Tonight, to celebrate Halloween, I made a special meal for the occasion since we didn't have any other festivities planned. First, to fit with the mood of the evening, I put together a vegetarian Spooky Shephard's Pie. I layered fresh spinach on the bottom of a pie plate, poured in a mixture of diced veggies and beans which I had cooked down with some seasoning, and topped it off with homemade mashed potato ghosts. To make the ghosts, I scooped the freshly-made mashed potatoes out of the pot with an ice cream scoop, topped each with baby green pea "eyes" and added a slice of black olive for a mouth. Then I baked it until it was nice a hot and served a few ghosts with the veggies. Along with that, I also made Stroke of Midnight Pumpkin Bread. That turned out wonderfully, so I arranged two slices on each of our plates. To round out the meal, we drank cold glasses of old fashioned apple cider. Unfortunately, I didn't make that from scratch. Though, I think it would be fun to try some time. Overall, it was a wonderful meal that I will definitely make again. And it made for a Happy Halloween!
October 27, 2005
[Moriah] My Quote of the Day
Texans drive so stupidly because there's so much ego filling their brains, they can't focus on anything else.
October 22, 2005
[Daniel] Calm Before The Storm
The title is not totally accurate as the storm has actually begun. I've been pretty quiet this week due to lots of stuff for Remarkable Umbrella. I'm especially excited about last night's developments but I'm going to hold off on saying more for the time being. Not much of a post but I want to remember this week as it might be a turning point in my life. We'll see.
October 19, 2005
[Moriah] Testing, testing...
So we decided to test out a second vegetarian restaurant in Austin tonight. We've been to Mother's Cafe and Garden several times already and love it! It's got a great atmosphere, great service and wonderful food. But we wanted to try something different, so we decided tonight would be a good night to visit Mr. Natural. Here's how the two compare:Mother's Cafe and Garden
-Warm, friendly service by basically all employees.
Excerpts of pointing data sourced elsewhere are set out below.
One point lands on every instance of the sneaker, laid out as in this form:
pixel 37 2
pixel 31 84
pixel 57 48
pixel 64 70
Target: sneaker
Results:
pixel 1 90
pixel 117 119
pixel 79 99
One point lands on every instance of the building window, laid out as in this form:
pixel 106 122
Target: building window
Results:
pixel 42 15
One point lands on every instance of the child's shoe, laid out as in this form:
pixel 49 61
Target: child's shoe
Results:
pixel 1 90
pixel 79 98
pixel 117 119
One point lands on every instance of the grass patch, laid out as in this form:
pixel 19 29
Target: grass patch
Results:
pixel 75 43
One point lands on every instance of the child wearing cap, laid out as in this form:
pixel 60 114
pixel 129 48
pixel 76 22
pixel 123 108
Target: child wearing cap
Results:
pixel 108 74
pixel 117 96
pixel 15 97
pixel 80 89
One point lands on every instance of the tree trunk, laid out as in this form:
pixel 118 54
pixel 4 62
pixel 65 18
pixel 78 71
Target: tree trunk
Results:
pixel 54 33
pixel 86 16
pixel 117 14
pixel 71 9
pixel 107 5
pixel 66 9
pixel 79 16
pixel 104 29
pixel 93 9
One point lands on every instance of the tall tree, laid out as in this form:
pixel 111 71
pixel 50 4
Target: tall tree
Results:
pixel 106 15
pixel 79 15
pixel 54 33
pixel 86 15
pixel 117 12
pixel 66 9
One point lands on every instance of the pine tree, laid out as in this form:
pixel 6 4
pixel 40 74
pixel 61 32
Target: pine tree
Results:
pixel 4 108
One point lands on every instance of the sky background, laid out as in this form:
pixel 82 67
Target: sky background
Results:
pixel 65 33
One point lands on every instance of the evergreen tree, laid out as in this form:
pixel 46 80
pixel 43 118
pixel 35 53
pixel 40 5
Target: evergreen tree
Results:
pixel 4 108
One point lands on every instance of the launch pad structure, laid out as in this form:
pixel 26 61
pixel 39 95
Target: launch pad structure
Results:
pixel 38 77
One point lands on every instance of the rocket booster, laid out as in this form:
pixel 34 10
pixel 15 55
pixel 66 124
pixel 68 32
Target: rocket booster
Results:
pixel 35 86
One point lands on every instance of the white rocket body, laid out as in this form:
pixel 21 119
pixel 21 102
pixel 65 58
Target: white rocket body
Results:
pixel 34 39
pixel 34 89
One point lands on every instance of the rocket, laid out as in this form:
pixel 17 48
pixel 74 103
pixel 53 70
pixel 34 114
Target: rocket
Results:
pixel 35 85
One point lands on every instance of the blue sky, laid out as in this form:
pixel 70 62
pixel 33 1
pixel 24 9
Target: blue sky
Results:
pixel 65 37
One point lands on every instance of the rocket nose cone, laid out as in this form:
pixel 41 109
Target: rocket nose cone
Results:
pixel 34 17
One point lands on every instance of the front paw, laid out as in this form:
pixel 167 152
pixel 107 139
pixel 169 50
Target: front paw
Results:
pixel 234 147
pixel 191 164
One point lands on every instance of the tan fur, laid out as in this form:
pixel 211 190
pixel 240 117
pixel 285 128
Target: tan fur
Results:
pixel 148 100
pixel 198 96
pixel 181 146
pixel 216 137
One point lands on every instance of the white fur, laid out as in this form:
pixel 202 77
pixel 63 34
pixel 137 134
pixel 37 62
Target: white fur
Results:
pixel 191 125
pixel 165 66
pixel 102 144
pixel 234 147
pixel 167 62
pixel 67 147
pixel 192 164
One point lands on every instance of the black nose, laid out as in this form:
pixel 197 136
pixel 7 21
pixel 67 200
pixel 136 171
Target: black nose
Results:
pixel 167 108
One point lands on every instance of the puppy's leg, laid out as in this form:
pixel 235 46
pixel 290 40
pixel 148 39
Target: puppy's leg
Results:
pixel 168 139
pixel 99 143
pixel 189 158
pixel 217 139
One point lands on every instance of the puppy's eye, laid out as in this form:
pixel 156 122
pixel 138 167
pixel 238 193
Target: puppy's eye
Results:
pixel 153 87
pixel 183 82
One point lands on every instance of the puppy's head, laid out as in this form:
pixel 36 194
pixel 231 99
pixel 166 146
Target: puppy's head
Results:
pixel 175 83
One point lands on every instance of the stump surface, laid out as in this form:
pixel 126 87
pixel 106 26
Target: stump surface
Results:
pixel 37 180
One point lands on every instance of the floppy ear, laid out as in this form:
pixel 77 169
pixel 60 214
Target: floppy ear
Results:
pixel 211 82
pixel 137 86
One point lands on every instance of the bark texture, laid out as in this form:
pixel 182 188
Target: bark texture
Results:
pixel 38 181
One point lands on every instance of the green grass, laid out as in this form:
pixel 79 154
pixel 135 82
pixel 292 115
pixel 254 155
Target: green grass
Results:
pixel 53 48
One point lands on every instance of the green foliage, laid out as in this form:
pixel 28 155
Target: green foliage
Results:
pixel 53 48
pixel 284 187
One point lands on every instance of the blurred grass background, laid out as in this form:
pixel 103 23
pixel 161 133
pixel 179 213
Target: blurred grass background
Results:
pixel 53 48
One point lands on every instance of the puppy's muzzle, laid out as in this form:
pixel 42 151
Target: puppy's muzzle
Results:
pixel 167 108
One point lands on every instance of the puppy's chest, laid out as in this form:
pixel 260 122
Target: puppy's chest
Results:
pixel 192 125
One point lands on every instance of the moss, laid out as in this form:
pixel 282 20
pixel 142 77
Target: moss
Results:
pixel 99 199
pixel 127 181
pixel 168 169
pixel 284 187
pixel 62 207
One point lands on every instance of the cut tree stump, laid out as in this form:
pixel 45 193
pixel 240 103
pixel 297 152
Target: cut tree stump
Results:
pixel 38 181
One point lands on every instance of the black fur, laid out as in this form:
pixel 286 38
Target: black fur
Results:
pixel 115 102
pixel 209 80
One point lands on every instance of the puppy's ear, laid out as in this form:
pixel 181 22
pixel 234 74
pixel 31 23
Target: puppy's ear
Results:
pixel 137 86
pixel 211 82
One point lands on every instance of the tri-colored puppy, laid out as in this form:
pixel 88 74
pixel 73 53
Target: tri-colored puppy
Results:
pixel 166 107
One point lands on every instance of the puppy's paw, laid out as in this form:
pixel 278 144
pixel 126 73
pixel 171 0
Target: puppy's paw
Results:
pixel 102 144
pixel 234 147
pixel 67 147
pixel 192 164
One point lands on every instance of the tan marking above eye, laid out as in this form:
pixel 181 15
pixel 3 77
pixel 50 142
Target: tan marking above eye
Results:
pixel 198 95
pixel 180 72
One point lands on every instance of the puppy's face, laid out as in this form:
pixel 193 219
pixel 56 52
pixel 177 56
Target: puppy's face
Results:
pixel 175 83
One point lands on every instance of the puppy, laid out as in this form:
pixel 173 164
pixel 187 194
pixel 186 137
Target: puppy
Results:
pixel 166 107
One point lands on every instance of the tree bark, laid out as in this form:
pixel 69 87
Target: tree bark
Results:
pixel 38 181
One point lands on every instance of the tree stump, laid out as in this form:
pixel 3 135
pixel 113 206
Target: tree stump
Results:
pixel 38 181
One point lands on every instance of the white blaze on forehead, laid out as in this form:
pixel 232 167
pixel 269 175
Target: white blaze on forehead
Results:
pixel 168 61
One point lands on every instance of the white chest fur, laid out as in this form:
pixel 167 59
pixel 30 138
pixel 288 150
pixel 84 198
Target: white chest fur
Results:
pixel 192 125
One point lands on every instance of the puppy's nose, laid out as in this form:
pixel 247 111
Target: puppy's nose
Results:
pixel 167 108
-A neat atmosphere with your choice of cafe-style seating in an air conditioned room or sitting out in the more intimate garden room, complete with lots of plants, water fountains, and fake ponds with fish swimming around.
-All food is cooked to order through the menu.
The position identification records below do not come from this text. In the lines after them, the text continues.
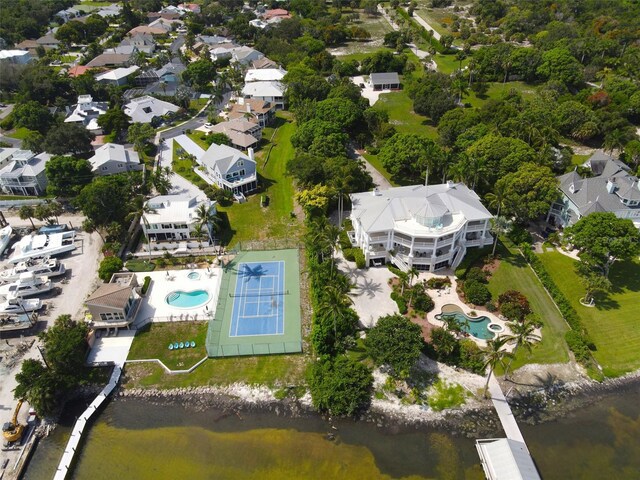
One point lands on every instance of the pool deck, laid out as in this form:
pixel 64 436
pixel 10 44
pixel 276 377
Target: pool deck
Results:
pixel 166 281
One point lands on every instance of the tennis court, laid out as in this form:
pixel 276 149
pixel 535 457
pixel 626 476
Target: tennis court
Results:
pixel 258 311
pixel 258 306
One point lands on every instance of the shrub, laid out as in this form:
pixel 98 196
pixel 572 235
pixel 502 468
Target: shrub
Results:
pixel 145 285
pixel 438 283
pixel 349 254
pixel 108 267
pixel 476 293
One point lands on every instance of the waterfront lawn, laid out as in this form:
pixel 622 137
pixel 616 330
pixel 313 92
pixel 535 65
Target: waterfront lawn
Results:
pixel 613 323
pixel 514 273
pixel 401 115
pixel 249 220
pixel 271 370
pixel 153 340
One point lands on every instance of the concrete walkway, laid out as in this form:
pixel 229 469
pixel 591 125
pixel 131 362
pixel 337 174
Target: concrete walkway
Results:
pixel 508 421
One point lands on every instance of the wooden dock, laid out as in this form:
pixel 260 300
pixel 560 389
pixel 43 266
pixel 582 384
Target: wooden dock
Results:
pixel 64 466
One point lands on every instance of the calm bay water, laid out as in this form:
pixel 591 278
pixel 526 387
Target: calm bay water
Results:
pixel 133 440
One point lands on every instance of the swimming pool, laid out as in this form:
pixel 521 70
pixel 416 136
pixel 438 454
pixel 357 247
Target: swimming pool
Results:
pixel 193 299
pixel 479 327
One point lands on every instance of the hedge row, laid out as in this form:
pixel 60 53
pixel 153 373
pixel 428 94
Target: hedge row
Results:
pixel 577 339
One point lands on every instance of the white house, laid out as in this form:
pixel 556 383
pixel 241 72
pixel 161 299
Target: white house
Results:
pixel 112 158
pixel 143 109
pixel 272 92
pixel 429 228
pixel 86 111
pixel 119 76
pixel 23 172
pixel 611 189
pixel 174 217
pixel 229 168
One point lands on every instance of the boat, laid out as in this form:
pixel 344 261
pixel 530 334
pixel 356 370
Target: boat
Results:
pixel 20 305
pixel 26 286
pixel 50 267
pixel 5 236
pixel 48 245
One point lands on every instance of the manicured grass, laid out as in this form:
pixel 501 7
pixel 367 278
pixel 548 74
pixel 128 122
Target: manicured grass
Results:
pixel 250 221
pixel 140 265
pixel 514 274
pixel 271 370
pixel 153 341
pixel 401 115
pixel 613 324
pixel 20 133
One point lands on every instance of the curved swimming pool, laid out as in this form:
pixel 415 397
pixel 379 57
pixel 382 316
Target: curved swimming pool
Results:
pixel 192 299
pixel 475 326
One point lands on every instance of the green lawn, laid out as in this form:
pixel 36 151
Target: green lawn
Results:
pixel 154 339
pixel 514 274
pixel 250 221
pixel 401 115
pixel 20 133
pixel 271 370
pixel 613 324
-Excellent vegetarian and vegan food! Some of the best we've ever had in a restaurant setting (aside from The Spiral Diner in Ft. Worth).
-Nice variety of vegetarian food. (It's not all tofu, for those of you who don't like that sort of thing!)
-A little on the pricey side.
-Vegan Belgian Chocolate Mocha Cake! Enough said. :)
Mr. Natural
-Friendly service, though not well organized.
-Set up like a cafeteria with a serving line and a casual, open seating arrangement.
-Food can be cooked to order through a menu, though there is also a cafeteria line from which you can choose different options.
-The food was good but not quite as upscale as Mother's.
-Not quite as much variety on the menu. Mr. Natural seemed to be geared more toward Mexican food.
-A little less expensive than Mother's though, as I said, not quite the same quality.
-A large selection of vegan and vegetarian bakery items that we haven't seen anywhere else, though the ones we bought (a vegan brownie and a slice of vegan chocolate cake) were a little dry and not as flavorful as we had hoped.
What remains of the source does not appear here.